DRANCY: Il y a 80 ans, plusieurs sites, des camps d'internement aux gares, ont servi aux portes de Paris à organiser la déportation des Juifs et résistants de France. Grâce à leur réhabilitation progressive, un riche et poignant parcours mémoriel s'esquisse dans le département de Seine-Saint-Denis.
"La Déportation est rarement traitée comme un temps en tant que tel. C'est d'abord un déplacement de populations qui ne savent pas où elles vont. Cette violence-là est souvent oubliée", explique Adèle Purlich, directrice de l'ancienne gare de déportation de Bobigny, dont ont été déportés 22 500 Juifs de juillet 1943 à août 1944.
Mardi, le site - géré par la ville de Bobigny - sera officiellement inauguré.
Sur ce vaste terrain de trois hectares et demi, des stèles cuivrées, une pour chaque convoi parti de France, ont été érigées, suivant la numérotation de l'historien Serge Klarsfeld. Y sont inscrits la gare de départ, le camp d'arrivée puis plusieurs nombres: déportés, enfants, ceux gazés immédiatement à leur arrivée, rescapés.
Cette ancienne gare, où subsistent rails et pavés d'origine, est habitée par le vide. "On a voulu donner une place à cette absence de tous ceux qui ne sont pas revenus", décrypte Adèle Purlich.
En treize mois, 21 convois de 1 000 Juifs en moyenne ont quitté cette gare, qui a succédé à celle du Bourget, où l'ancien quai de départ a été détruit.
Ces hommes, femmes et enfants, étaient acheminés par autocar depuis le camp d'internement de Drancy, situé à deux kilomètres.
Etabli dans la Cité de la Muette, c'était le principal lieu d'internement des Juifs de France. Entre 70 000 et 80 000 Juifs y sont passés, l'immense majorité déportée et assassinée à Auschwitz-Birkenau.
"Ce n'est pas une histoire hors-sol, les Juifs qui ont été internés ici, ils venaient certes des quatre coins de la France mais ils venaient aussi de la région parisienne, ils venaient de Paris", explique Olivier Lalieu, responsable de l'aménagement des lieux de mémoire au Mémorial de la Shoah, dans l'enceinte de Drancy.
Discrètement dressé en face de la Cité de la Muette, aujourd'hui du logement social, le mémorial accueille chaque année 30 000 visiteurs.
"C'est une page de notre histoire commune qui s'est jouée il y a 80 ans", rappelle Olivier Lalieu. "Il y a tout un travail qui doit être renforcé pour incarner cette histoire".
Mise en réseau
"Il y a une méconnaissance historique de ces lieux de mémoire qu'il faut réhabiliter entièrement et donner à voir", confirme Dominique Dellac, vice-présidente du conseil départemental de la Seine-Saint-Denis chargée du patrimoine culturel et de la mémoire.

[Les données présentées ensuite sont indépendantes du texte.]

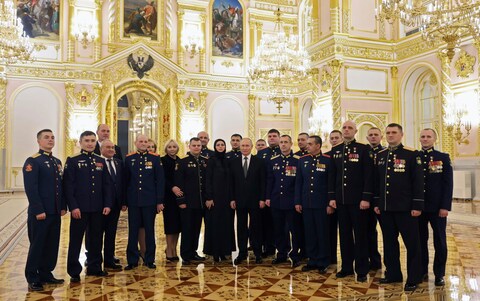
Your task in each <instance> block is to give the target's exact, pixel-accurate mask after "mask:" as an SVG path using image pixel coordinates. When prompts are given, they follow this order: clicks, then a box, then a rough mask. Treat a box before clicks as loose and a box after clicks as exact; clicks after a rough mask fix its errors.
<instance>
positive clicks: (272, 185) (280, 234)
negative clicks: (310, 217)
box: [265, 135, 303, 267]
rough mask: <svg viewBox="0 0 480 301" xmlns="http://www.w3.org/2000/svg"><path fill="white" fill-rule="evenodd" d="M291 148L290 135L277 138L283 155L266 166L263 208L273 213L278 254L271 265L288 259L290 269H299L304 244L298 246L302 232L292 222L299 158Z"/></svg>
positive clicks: (278, 157) (294, 209) (283, 261)
mask: <svg viewBox="0 0 480 301" xmlns="http://www.w3.org/2000/svg"><path fill="white" fill-rule="evenodd" d="M292 145H293V143H292V138H291V137H290V136H289V135H282V136H281V137H280V150H281V152H282V154H281V155H277V156H274V157H272V158H271V159H270V162H269V163H268V166H267V188H266V200H265V205H267V206H268V207H270V208H271V210H272V218H273V227H274V233H275V245H276V247H277V250H278V252H277V257H276V258H275V259H274V260H273V261H272V264H280V263H283V262H287V256H289V257H290V258H291V260H292V266H294V267H295V266H298V264H299V262H300V259H301V258H300V252H301V251H303V250H301V249H302V248H303V244H301V243H302V242H303V241H302V242H300V241H299V239H298V233H299V232H300V231H303V228H299V227H298V225H296V224H295V220H294V218H295V214H296V211H295V204H294V197H295V177H296V174H297V163H298V159H299V156H297V155H294V154H293V152H292ZM297 214H298V213H297ZM285 226H287V227H285ZM290 235H291V236H290ZM290 237H291V240H292V243H290ZM302 237H303V235H302ZM290 250H291V251H290ZM289 252H290V254H289Z"/></svg>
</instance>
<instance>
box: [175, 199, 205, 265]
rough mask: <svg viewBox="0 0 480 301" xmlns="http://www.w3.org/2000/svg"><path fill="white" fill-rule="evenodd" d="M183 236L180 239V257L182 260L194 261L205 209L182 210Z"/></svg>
mask: <svg viewBox="0 0 480 301" xmlns="http://www.w3.org/2000/svg"><path fill="white" fill-rule="evenodd" d="M180 219H181V221H182V235H181V238H180V256H182V260H192V259H193V258H194V257H195V255H198V254H197V249H198V239H199V237H200V229H201V228H202V219H203V209H201V208H188V207H187V208H185V209H180Z"/></svg>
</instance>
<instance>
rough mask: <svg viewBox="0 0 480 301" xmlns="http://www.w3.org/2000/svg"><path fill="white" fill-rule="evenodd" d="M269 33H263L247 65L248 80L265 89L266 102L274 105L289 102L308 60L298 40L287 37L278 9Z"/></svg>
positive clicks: (308, 62) (308, 63)
mask: <svg viewBox="0 0 480 301" xmlns="http://www.w3.org/2000/svg"><path fill="white" fill-rule="evenodd" d="M275 15H276V20H275V29H274V33H273V34H269V35H267V34H265V35H263V37H262V40H261V41H260V45H259V46H258V48H257V49H256V54H255V57H254V58H253V59H252V61H251V63H250V67H249V69H248V73H249V76H250V79H251V80H253V81H254V82H256V83H258V84H262V85H265V86H266V87H267V93H268V99H269V100H270V101H272V102H274V103H276V104H277V108H278V110H279V112H280V109H281V108H282V106H281V105H282V103H283V102H285V101H288V100H290V99H291V97H292V94H294V93H295V92H296V91H297V89H296V86H297V85H298V84H299V83H301V82H302V81H303V80H304V79H305V78H306V77H307V76H308V72H309V71H310V57H309V55H308V53H307V51H306V50H305V49H304V48H303V47H302V46H301V45H299V43H298V37H297V36H296V35H293V34H289V35H287V34H286V33H285V30H284V28H283V25H282V20H281V15H282V12H281V11H280V8H279V9H277V11H276V13H275Z"/></svg>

En octobre, une convention tripartite entre le département, le Mémorial de la Shoah et le Musée de la Résistance nationale sera signée, car outre ces lieux emblématiques de la Shoah, c'est aussi l'histoire de la répression de la Résistance qui s'est écrite en Seine-Saint-Denis.
Sur la commune des Lilas, le Fort de Romainville était "le premier camp allemand installé en France occupée. Il est en fonction jusqu'à l'été 1944, jusqu'aux premières heures de la libération de Paris", relate Thomas Fontaine, directeur du Musée de la Résistance nationale.
Dans ce lieu "au cœur du dispositif allemand de répression et de déportation" seront d'abord internés des étrangers, puis des otages fusillés au Mont Valérien et, à partir de 1944, exclusivement des femmes.
En 2028, il espère y inaugurer un Mémorial national des femmes en Résistance, "une première en France". Dans l'une des casemates, des graffitis d'époque, témoins des passages des internés, sont en train d'être restaurés.
En Seine-Saint-Denis, "nous disposons d'un patrimoine mémoriel de bâtiments qui restent les derniers témoins de ce qui s'est passé sur notre territoire et qui rejoignent à la fois l'histoire nationale et internationale", assure Dominique Dellac, évoquant aussi le "quai aux Bestiaux" de Pantin utilisé pour la déportation.
L'enjeu est désormais la mise en place de parcours pédagogiques mémoriels, pour mettre en valeur l'interconnexion de ces sites utilisés par le régime nazi pour déporter Juifs et résistants.
"La mise en réseau va permettre de témoigner de la spécificité de ces histoires différentes mais aussi de leurs convergences", affirme Dominique Dellac. "Ça complexifie le regard mais ça permet de mieux comprendre ce que fut le nazisme".